The expressions for the A's, B's, and C's that I have are fairly complex, so by the time you multiply all the terms to get the determinant the expression is huge. I have tried substituting random numerical values for all of my symbols and the numerical result of the determinant is indeed very small (O(10^-12)), and graphically all of the lines that I've seen produced in this form intersect at the same point, so I'm quite convinced this should be zero, but I just want something to show me "yes, it is actually zero" before I proceed with this assumption in further work.

I'm not sure how to post a .nb file, so I've simplified what I have to plain text.
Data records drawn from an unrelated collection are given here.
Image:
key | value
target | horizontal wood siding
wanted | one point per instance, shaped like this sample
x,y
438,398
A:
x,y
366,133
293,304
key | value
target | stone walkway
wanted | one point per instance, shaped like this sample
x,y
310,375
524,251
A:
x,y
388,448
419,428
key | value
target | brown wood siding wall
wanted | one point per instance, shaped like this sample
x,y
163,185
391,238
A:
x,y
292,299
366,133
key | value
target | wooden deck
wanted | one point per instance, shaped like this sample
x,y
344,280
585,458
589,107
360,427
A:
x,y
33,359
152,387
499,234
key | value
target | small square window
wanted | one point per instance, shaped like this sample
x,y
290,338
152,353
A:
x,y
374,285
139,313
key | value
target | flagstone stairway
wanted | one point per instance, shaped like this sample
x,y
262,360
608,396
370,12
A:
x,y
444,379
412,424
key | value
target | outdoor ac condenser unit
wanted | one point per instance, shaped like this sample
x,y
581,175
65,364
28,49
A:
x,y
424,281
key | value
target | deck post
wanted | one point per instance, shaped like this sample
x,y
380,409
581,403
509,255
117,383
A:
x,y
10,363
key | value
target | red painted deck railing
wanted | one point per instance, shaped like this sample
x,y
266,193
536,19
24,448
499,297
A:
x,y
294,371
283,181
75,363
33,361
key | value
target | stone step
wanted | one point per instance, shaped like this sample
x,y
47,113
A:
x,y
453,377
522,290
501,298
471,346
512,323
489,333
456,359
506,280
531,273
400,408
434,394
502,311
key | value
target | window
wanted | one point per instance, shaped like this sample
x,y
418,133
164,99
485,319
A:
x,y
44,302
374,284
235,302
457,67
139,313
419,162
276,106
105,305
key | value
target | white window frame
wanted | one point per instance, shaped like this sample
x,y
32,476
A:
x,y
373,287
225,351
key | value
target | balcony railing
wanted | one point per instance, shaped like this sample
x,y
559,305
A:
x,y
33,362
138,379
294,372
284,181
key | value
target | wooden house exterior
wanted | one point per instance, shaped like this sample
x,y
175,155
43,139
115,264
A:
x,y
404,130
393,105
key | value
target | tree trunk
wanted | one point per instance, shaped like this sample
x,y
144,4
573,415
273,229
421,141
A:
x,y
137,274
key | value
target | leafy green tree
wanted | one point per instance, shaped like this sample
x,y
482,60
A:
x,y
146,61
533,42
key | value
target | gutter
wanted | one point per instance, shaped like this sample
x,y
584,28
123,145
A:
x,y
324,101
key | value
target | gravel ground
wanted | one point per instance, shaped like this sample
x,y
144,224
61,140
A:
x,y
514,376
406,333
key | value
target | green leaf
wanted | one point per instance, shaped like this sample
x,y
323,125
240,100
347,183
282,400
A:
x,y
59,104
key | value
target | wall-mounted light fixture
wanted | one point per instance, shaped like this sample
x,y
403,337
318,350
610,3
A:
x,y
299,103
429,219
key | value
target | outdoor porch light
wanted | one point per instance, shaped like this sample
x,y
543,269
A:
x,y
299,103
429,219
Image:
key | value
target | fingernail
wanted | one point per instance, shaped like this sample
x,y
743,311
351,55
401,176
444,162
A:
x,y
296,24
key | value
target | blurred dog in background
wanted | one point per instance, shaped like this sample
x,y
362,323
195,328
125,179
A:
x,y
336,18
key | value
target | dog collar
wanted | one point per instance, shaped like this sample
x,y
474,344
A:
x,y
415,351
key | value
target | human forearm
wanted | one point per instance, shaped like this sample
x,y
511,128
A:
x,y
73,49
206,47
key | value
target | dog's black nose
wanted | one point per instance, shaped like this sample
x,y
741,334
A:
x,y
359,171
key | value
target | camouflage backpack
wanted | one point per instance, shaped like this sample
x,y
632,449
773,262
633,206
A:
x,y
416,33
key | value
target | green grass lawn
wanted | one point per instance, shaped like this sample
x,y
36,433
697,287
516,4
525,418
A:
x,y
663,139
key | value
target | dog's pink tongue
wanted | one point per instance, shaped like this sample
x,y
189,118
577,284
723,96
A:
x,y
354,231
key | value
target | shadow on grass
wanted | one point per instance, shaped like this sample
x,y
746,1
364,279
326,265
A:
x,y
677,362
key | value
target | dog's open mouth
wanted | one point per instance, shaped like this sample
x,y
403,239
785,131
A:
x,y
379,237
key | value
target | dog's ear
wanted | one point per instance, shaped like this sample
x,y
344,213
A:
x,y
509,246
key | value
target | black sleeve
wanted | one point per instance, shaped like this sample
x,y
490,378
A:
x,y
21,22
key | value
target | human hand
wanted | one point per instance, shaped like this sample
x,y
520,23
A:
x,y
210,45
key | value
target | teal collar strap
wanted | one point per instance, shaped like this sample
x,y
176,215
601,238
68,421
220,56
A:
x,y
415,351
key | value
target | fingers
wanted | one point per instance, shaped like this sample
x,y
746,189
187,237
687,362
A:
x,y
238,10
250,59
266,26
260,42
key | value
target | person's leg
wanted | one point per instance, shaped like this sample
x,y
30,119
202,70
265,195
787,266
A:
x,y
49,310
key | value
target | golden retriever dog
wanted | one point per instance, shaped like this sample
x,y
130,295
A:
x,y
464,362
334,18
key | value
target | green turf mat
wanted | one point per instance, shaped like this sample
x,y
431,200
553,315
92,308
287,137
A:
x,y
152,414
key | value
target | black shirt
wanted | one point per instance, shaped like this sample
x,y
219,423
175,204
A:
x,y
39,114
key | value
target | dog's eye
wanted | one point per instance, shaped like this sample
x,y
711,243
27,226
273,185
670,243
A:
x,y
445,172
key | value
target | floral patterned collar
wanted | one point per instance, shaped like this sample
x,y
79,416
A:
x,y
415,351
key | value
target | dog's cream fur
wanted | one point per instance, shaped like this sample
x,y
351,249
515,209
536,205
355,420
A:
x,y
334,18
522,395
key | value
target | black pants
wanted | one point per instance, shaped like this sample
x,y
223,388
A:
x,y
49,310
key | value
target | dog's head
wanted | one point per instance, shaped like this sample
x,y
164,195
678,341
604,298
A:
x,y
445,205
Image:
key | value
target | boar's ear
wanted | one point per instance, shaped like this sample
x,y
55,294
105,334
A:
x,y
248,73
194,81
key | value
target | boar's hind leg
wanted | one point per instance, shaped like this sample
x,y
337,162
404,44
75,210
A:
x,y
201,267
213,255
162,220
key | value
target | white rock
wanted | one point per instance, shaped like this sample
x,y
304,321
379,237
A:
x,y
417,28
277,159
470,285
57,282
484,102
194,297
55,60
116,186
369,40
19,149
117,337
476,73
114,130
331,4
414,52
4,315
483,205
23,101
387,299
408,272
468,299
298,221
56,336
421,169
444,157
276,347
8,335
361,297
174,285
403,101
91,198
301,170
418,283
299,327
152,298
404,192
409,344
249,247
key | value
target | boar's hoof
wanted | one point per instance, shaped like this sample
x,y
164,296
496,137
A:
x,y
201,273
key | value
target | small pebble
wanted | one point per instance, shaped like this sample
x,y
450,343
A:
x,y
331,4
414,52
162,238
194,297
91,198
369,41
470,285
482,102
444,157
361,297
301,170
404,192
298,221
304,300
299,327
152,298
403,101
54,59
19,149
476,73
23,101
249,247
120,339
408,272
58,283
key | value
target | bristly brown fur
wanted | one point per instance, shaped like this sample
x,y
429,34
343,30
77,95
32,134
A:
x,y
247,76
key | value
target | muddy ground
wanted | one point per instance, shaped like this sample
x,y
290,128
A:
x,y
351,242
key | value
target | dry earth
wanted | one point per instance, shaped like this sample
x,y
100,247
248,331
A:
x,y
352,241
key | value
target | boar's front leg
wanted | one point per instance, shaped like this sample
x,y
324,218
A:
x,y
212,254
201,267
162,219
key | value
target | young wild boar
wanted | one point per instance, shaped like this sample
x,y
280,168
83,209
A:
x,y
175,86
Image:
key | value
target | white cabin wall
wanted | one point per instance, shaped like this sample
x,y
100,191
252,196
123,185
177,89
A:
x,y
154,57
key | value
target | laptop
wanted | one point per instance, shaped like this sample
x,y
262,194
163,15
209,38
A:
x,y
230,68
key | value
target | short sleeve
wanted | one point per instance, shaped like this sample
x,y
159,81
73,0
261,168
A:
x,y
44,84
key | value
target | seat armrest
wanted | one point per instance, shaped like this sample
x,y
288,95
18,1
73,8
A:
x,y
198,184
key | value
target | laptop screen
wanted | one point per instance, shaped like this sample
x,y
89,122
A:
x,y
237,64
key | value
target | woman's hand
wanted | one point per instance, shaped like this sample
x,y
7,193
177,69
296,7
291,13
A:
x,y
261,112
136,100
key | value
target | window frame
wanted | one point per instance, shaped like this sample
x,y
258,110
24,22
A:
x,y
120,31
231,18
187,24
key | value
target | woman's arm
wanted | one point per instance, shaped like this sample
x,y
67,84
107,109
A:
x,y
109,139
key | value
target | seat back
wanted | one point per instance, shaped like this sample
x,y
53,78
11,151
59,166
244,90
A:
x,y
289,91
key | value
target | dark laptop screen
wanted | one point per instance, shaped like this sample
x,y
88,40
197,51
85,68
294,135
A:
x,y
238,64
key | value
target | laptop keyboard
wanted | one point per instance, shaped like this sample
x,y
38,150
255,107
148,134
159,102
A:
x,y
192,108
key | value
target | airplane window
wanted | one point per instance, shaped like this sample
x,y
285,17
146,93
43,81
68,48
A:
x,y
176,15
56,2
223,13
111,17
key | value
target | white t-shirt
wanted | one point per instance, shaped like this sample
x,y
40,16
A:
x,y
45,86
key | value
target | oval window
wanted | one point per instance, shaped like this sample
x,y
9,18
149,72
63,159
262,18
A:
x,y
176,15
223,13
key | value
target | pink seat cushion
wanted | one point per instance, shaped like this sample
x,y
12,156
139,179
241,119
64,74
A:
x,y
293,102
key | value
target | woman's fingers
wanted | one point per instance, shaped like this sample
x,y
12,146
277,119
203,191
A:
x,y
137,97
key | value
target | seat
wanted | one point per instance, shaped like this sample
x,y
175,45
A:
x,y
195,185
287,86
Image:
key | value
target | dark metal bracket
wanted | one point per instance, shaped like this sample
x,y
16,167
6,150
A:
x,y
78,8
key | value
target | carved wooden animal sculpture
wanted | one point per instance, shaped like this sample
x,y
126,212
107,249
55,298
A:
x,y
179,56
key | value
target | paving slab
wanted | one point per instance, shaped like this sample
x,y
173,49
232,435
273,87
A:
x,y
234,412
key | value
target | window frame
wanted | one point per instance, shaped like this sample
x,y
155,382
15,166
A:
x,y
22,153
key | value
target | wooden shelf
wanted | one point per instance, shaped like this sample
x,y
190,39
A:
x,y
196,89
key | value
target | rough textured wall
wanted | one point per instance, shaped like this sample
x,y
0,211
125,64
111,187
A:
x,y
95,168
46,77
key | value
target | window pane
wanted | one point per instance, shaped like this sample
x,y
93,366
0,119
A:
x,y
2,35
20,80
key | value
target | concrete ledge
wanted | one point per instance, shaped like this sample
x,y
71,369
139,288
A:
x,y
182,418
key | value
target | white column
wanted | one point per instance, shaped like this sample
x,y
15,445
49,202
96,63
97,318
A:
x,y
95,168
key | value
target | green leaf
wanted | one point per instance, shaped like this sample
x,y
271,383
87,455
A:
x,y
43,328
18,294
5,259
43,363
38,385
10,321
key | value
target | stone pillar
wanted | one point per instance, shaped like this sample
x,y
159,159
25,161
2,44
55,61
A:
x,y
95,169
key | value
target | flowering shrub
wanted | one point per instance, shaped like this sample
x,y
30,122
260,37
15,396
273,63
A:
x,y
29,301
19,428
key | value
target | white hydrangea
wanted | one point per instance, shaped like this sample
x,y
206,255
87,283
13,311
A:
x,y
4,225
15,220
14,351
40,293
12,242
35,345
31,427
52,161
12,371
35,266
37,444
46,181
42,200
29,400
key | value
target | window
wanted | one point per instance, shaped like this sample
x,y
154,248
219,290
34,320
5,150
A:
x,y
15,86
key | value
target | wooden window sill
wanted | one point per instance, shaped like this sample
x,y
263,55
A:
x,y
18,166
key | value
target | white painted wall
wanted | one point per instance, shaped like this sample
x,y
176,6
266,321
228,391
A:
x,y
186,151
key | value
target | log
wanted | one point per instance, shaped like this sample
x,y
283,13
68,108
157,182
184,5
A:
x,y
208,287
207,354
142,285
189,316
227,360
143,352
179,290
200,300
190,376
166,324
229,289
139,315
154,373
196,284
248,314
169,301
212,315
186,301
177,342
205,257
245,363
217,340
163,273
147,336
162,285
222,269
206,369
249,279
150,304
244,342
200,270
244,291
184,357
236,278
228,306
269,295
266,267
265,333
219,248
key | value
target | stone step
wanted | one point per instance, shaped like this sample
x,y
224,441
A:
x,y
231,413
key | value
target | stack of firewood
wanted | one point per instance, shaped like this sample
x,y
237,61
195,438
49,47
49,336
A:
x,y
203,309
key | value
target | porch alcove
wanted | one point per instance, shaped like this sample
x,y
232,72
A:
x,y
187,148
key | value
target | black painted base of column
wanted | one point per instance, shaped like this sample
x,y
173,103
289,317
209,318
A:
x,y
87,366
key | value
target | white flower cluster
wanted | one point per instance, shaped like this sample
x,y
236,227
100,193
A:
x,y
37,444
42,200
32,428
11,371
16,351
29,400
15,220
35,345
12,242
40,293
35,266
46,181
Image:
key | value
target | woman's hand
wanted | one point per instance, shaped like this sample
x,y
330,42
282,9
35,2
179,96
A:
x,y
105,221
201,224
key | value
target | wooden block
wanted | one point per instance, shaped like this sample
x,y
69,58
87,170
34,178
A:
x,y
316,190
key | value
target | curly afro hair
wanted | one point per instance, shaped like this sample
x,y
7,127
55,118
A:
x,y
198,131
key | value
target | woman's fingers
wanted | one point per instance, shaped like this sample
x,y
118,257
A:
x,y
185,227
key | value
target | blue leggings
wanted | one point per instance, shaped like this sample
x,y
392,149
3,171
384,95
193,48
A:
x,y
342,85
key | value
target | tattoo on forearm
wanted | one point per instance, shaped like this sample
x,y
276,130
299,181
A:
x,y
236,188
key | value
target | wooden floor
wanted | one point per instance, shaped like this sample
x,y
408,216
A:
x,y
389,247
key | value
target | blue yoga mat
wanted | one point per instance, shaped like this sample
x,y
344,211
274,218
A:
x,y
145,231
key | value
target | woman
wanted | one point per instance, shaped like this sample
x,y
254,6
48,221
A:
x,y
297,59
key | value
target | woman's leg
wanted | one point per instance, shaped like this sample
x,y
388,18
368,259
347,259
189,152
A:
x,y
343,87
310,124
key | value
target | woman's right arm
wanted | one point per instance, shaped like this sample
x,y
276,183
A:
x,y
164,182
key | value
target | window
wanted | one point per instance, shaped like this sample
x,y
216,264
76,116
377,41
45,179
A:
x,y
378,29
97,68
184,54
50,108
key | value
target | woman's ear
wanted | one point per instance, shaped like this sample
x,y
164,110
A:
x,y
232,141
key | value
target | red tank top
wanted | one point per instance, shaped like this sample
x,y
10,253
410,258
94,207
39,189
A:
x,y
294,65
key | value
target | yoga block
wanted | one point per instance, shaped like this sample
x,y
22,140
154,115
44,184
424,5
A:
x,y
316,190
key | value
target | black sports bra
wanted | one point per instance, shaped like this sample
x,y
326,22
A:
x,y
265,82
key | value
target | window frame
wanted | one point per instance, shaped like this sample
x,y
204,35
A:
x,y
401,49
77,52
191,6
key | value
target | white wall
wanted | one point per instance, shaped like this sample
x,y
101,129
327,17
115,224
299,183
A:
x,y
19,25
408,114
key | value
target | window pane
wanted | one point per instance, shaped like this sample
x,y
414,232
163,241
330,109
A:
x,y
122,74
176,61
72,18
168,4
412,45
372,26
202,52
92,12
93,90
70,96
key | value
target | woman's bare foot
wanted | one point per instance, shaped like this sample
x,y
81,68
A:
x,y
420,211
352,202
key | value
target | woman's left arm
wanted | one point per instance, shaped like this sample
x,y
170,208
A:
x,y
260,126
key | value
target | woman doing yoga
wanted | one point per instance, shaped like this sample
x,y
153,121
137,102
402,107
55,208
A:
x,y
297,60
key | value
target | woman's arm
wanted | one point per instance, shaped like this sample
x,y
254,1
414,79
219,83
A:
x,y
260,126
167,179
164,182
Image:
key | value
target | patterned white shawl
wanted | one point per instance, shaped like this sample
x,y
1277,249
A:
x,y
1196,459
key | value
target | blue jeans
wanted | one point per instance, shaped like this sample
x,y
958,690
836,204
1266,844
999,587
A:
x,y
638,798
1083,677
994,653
Does anyone know how to show that det[m] = 0 without substituting numerical values for all of the symbols remaining (and obtaining very small, but unfortunately non-zero, values)?

A1 = x1*D23 + x2*D31 + x3*D12
B1 = y1*D23 + y2*D31 + y3*D12
C1 = -.5*(D12*D23*D31 + (x1^2 + y1^2)*D23 + (x2^2 + y2^2)*D31 + (x3^2 + y3^2)* D12)

A2 = x1*D24 + x2*D41 + x4*D12
B2 = y1*D24 + y2*D41 + y4*D12
C2 = -.5*(D12*D24*D41 + (x1^2 + y1^2)*D24 + (x2^2 + y2^2)*D41 + (x4^2 + y4^2)* D12)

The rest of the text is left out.